F. Prepayment of the Property Mortgages

On July 9, 2014, six days after receiving notice of the FINRA award, and three weeks before filing his bankruptcy petition, Debtor used funds in Debtor's CNB Account to make payments of approximately $41,000 and $11,000 to the lenders on the First and Second DOTs, respectively. Debtor instructed them to apply these amounts to the next six monthly payments due on the loans.

Debtor acknowledged that he had never previously made prepayments on the mortgages so far in advance. He explained that he made these payments because he wanted to protect his family and to ensure money was not available for Shustak to seize. At his Rule 2004 examination, Debtor also testified he felt the need to protect his family because of the FINRA award and threatening letters he received from JPM.

On July 17, 2014, JPM commenced an action in the United States District Court for the Central District of California for judicial confirmation of the FINRA award.

G. The Bankruptcy Case and More Transfers

On July 29, 2014, Debtor filed a chapter 7 petition. Debtor acknowledged that, but for the JPM award, he would not have filed for bankruptcy relief. Debtor's Schedule F lists unsecured debts totaling approximately $925,000, including an undisputed claim of $789,000 owed to JPM on account of the FINRA award, and a disputed $45,000 debt owed to Shustak for attorneys fees. These were Debtor's two largest unsecured creditors.

Just before Debtor filed his petition, in four separate transactions, Debtor transferred approximately $31,600 from the non-exempt Joint Account to various parties, including a $17,000 transfer to Wife's CNB Account on the petition date. As a result of the four transfers, the balance of the Joint Account decreased from approximately $33,000 to the approximately $2,000 Debtor disclosed in his Schedule B.

H. The Adversary Proceeding

On January 2, 2015, JPM filed an adversary complaint objecting to Debtor's discharge pursuant to sec. 727(a)(2)(A).4 The parties filed a pre-trial stipulation setting forth uncontested facts, which the bankruptcy court approved. On November 19, 2015, the bankruptcy court conducted a trial in the adversary proceeding at which Debtor testified. On September 23, 2016, the bankruptcy court entered a memorandum decision and judgment denying Debtor's discharge under sec. 727(a)(2)(A) because, it determined, Debtor made transfers within the year preceding the filing of his bankruptcy petition with the intent to hinder or delay a creditor.


JPM also objected to Debtor's discharge under sec. 727(a)(2)(B). The bankruptcy court decided that JPM abandoned this claim by failing to introduce evidence or argument to support it at trial.

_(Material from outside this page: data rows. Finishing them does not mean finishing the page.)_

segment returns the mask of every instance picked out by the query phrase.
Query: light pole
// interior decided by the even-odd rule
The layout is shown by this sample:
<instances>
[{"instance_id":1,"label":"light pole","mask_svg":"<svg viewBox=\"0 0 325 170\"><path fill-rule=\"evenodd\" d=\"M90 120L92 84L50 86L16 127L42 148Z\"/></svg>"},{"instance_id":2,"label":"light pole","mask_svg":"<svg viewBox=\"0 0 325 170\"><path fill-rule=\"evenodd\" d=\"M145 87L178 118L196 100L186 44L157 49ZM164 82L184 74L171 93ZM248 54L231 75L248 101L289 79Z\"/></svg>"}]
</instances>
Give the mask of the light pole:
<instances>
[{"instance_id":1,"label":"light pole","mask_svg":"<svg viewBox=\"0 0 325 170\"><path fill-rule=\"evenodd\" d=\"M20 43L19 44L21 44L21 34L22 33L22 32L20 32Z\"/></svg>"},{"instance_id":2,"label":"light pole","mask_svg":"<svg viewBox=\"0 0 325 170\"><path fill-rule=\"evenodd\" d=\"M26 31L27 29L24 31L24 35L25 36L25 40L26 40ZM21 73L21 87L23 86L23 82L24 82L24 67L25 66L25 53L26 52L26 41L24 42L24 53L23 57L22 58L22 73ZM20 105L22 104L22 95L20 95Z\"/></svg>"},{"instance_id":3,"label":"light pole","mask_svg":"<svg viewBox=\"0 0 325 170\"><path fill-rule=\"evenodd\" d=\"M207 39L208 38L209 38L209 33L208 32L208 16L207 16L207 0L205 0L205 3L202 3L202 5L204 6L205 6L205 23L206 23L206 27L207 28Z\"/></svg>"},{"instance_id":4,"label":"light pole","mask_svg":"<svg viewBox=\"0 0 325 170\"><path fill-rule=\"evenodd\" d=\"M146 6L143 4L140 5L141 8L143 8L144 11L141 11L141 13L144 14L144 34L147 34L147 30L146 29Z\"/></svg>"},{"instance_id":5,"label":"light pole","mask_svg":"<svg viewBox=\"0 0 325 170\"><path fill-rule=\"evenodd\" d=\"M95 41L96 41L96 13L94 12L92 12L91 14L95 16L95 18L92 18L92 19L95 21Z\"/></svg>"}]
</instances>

Thus, the court based its judgment against Debtor solely on sec. 727(a)(2)(A). JPM has not argued otherwise in this appeal.

*4 Debtor timely appealed the judgment denying discharge.


The bankruptcy court had jurisdiction under 28 U.S.C. secs. 1334 and 157(b)(2)(J). The Panel has jurisdiction over this appeal under 28 U.S.C. sec. 158(b).


Did the bankruptcy court err by denying Debtor's discharge under sec. 727(a)(2)(A)?


In reviewing a judgment denying a discharge, we review: "(1) the bankruptcy court's determinations of the historical facts for clear error; (2) its selection of the applicable legal rules under sec. 727 de novo; and (3) its application of the facts to those rules requiring the exercise of judgments about values animating the rules de novo." DeNoce v. Neff (In re Neff), 505 B.R. 255, 262 (9th Cir. BAP 2014) (citing Searles v. Riley (In re Searles), 317 B.R. 368, 373 (9th Cir. BAP 2004), aff'd, 212 Fed.Appx. 589 (9th Cir. 2006)).

The bankruptcy court's determinations concerning the debtor's intent are factual matters reviewed for clear error. Beauchamp v. Hoose (In re Beauchamp), 236 B.R. 727, 729 (9th Cir. BAP 1999). Fact findings are clearly erroneous if they are illogical, implausible, or without support in the record. Retz v. Samson (In re Retz), 606 F.3d 1189, 1196 (9th Cir. 2010). We give great deference to the bankruptcy court's fact findings when based upon its determinations as to the credibility of witnesses. Id. If two views of the evidence are possible, the trial judge's choice between them cannot be clearly erroneous. Anderson v. City of Bessemer City, N.C., 470 U.S. 564, 573–75 (1985); Ng v. Farmer (In re Ng), 477 B.R. 118, 132 (9th Cir. BAP 2012).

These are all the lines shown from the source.